Francisco Márquez: Nada indicaba que la película iba a estar en el 69 Festival de Cannes. Y, cuando llegó, se abrió al mundo de una forma increíble. La recepción fue también buena allá. Nosotros teníamos la duda de cómo podía ser comprendida fuera del país, porque es una película que muestra la dictadura muy fuera de campo. Y no sabíamos cómo eso iba a ser entendido por gente que no conocía la historia argentina. Sin embargo, en los encuentros con el público, en Europa, todos se apropiaban de alguna manera. Un español, por ejemplo, nos contó que le rememoraba el franquismo. Y ahí nos dimos cuenta de que esta película habla de un conflicto que todas las sociedades y pueblos lo han vivido, de alguna manera.

Ahora tenemos la ansiedad del estreno en salas, porque sabemos que se va a encontrar con otro público, menos especializado, al que nosotros queremos encontrar. Tratamos de hacer un cine que se pueda compartir con un público amplio sin hacer tampoco un discurso cerrado.

Andrea Testa: Nuestra intención, en la medida que podamos, es acompañar la película. No sólo lo decimos desde lo discursivo. No vamos a poder cubrir todas las funciones en todas las salas, pero nos interesa dialogar con los que vean la película.

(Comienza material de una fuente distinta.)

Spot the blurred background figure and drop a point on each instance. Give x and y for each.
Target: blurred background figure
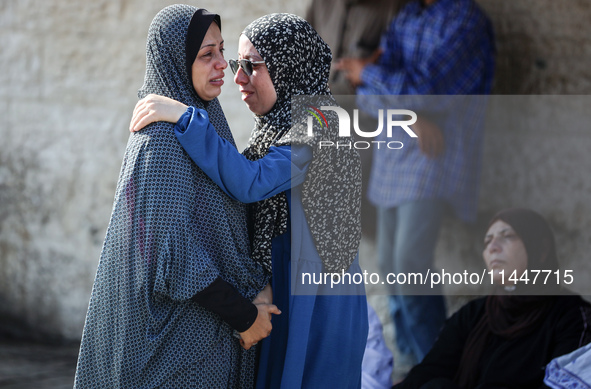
(506, 339)
(432, 47)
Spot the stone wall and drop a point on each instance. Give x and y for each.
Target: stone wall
(70, 72)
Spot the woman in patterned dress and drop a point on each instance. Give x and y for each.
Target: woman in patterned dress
(305, 200)
(175, 279)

Es interesante que ustedes, que son realizadores jóvenes, hayan encontrado esta riqueza en un material de 1984. ¿Cómo fue el encuentro con la novela?
Andrea Testa: Fue azaroso. Estábamos buscando algo nuevo para leer, no específicamente para adaptar. Fue un poco… mágico. Un puestero en una feria de libros de Parque Centenario, Hugo, nos dijo “llévense esta novela, que no se van a arrepentir”. Nosotros lo conocíamos a Humberto Costantini, porque publicábamos un boletín y habíamos publicado una poesía suya. Pero nunca habíamos ahondado tanto en su obra. La leímos los dos y nos pasó algo fuerte. Le vimos una originalidad al punto de vista. Fue escrita en 1984, muy cerca de la dictadura, y poner a un hombre que se cree por fuera de la historia, de los acontecimientos políticos y sociales, creemos que es algo muy actual. Nos hace pensar en el hoy, en qué hacer en un mundo que sigue siendo muy injusto.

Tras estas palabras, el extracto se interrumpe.